The primary work of a senator is to scrutinise legislation. As a practising Barrister at Law, I am best placed to discharge this role. Our Equal Status Acts need serious ongoing scrutiny. Legislative attempts to avoid the unavoidable does no good, and must come to an end! 

Healthcare and Patient safety also need attention. Situations, whereby the elderly were left at the mercy of nursing homes at the onset of the covid-19 pandemic, is a serious signal of the level of inadequacy in our geriatric patient care. Furthermore, I will definitely use my voice to continue to advocate strongly for the full recognition of Socio-Economic Rights here in Ireland.

With my diverse professional qualifications and experience in critical sectors of our economy including the academic sector, medical and biotechnological research, real estate, financial services and accountancy, I can collaborate with fellow members of the Houses of the Oireachtas, contribute to parliamentary debates and be active in relevant committees in order to achieve better value for public spending.

Your experience has led you to become a voice for mature students, calling for legislative changes to support these students. What are three pieces of advice you would give to a mature student or someone considering to return to education?

We live in a country where salaried, non-professional earners are poorly paid. Our average household per capita income has ranged from €24,785 to €26,226 over the past ten years. Nearly one-in-five Irish households earn less than €20,000. Yet, Ireland ranks 10th highest in the world on Numbeo’s Cost of Living Index. In other words, Ireland is patently an unequal society in terms of the living wage standard. Therefore, the way out for nearly half of our working force who are employed in poorly paid jobs is to return to education to upskill for professional work through which they can attain a sustainable living. However, unless there are legislative changes in relation to the eligibility for student grants and cut-off points, provision of childcare support, and meaningful tax incentives, the hope of this cohort for returning to education to reskill for a better life remains elusive. 
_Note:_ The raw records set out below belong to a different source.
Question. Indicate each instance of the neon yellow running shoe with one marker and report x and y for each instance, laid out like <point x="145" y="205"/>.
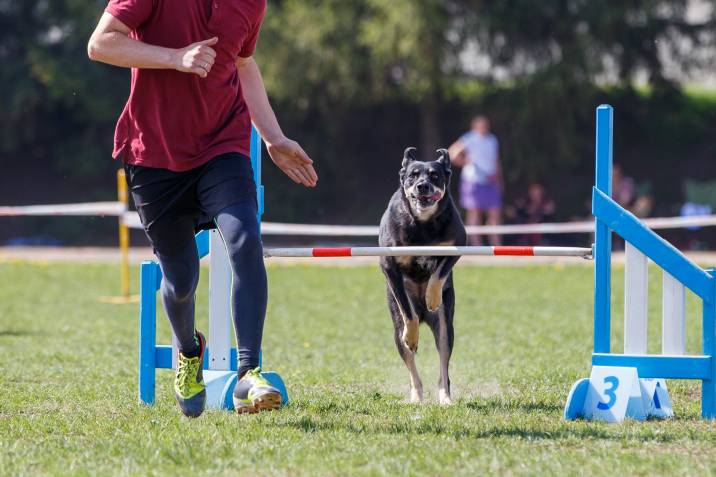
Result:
<point x="253" y="394"/>
<point x="189" y="388"/>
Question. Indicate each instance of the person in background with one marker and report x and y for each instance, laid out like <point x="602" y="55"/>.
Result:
<point x="481" y="181"/>
<point x="535" y="208"/>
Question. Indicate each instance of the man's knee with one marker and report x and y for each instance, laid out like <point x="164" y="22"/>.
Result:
<point x="246" y="244"/>
<point x="180" y="280"/>
<point x="181" y="290"/>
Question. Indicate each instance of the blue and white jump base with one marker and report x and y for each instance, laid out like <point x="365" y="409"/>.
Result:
<point x="220" y="359"/>
<point x="601" y="397"/>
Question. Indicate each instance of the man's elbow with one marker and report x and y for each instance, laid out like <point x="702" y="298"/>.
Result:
<point x="94" y="48"/>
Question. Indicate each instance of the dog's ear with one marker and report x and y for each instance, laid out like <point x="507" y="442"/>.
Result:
<point x="444" y="160"/>
<point x="410" y="155"/>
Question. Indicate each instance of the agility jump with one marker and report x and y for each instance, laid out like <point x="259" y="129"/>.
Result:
<point x="602" y="397"/>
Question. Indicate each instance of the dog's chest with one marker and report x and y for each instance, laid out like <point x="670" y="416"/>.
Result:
<point x="417" y="268"/>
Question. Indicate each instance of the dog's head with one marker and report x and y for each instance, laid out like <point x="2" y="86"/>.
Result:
<point x="424" y="184"/>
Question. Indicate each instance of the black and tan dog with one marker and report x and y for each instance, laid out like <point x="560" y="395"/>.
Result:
<point x="420" y="289"/>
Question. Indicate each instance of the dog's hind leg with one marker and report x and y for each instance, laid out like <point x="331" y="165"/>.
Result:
<point x="416" y="385"/>
<point x="444" y="334"/>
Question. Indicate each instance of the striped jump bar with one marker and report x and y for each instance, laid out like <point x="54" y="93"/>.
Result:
<point x="436" y="251"/>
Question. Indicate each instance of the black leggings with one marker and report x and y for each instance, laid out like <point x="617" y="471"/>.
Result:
<point x="239" y="229"/>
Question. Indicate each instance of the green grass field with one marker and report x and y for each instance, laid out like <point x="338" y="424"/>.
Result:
<point x="68" y="374"/>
My first piece of advice to someone who is considering further study is to start no matter how impossible things may look, and take one day at a time. Do not wait for a more convenient time, it hardly ever comes. By way of an example. I thought I was done with having babies after my second child was born. I was ready to start my study towards a Masters in Public Health when my then youngest was four years old, only for me to discover that I had a surprise baby on the way. It was the most inconvenient time! But I felt that one must not stop the other. So I started my study, I had my baby halfway into the course and just a few days after my Christmas exam, and I resumed lectures three weeks after. It was tough, but I finished at record time because I knew that if I deferred it I would never return to it because I had other plans for the following two years.
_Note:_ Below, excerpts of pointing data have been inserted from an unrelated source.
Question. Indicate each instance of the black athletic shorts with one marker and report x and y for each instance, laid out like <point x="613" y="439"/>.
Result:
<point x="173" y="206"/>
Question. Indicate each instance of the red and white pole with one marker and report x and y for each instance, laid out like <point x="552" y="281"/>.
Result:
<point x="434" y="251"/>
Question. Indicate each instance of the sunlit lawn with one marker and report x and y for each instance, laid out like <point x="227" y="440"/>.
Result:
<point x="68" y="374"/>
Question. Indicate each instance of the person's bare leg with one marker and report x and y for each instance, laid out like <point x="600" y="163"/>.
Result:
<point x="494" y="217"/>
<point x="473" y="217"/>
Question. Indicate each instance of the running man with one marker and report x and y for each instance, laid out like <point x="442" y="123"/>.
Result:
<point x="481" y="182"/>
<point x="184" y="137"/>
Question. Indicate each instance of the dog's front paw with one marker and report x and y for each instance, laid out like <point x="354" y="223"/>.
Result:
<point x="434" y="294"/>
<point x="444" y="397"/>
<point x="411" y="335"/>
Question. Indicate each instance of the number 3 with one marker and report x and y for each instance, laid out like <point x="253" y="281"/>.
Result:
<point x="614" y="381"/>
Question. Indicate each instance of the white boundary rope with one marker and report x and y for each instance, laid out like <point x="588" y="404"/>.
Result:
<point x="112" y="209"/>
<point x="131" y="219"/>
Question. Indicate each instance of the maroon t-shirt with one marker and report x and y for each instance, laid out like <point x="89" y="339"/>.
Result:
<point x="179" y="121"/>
Secondly, I would advise never to be afraid of hardship or difficulties. If it were simple and easy, everyone would do it. Let your reason for embarking on your studies keep you going when things get tough. Personally, I use the analogy of labour and childbirth to encourage myself. As a mother who has gone through three natural births, I know that once the labour starts there is no option but to keep going, the pain will take its course, and I am someone with a low threshold of pain, but it’s all well worth it when you see yourself and your baby on the other side.

Lastly, I would suggest being flexible! Enrol on a part-time option if full-time study is not realistic, or take the modular approach. Take a break along the way if the prevailing situation calls for it, but always return and never leave unfinished whatever you have started.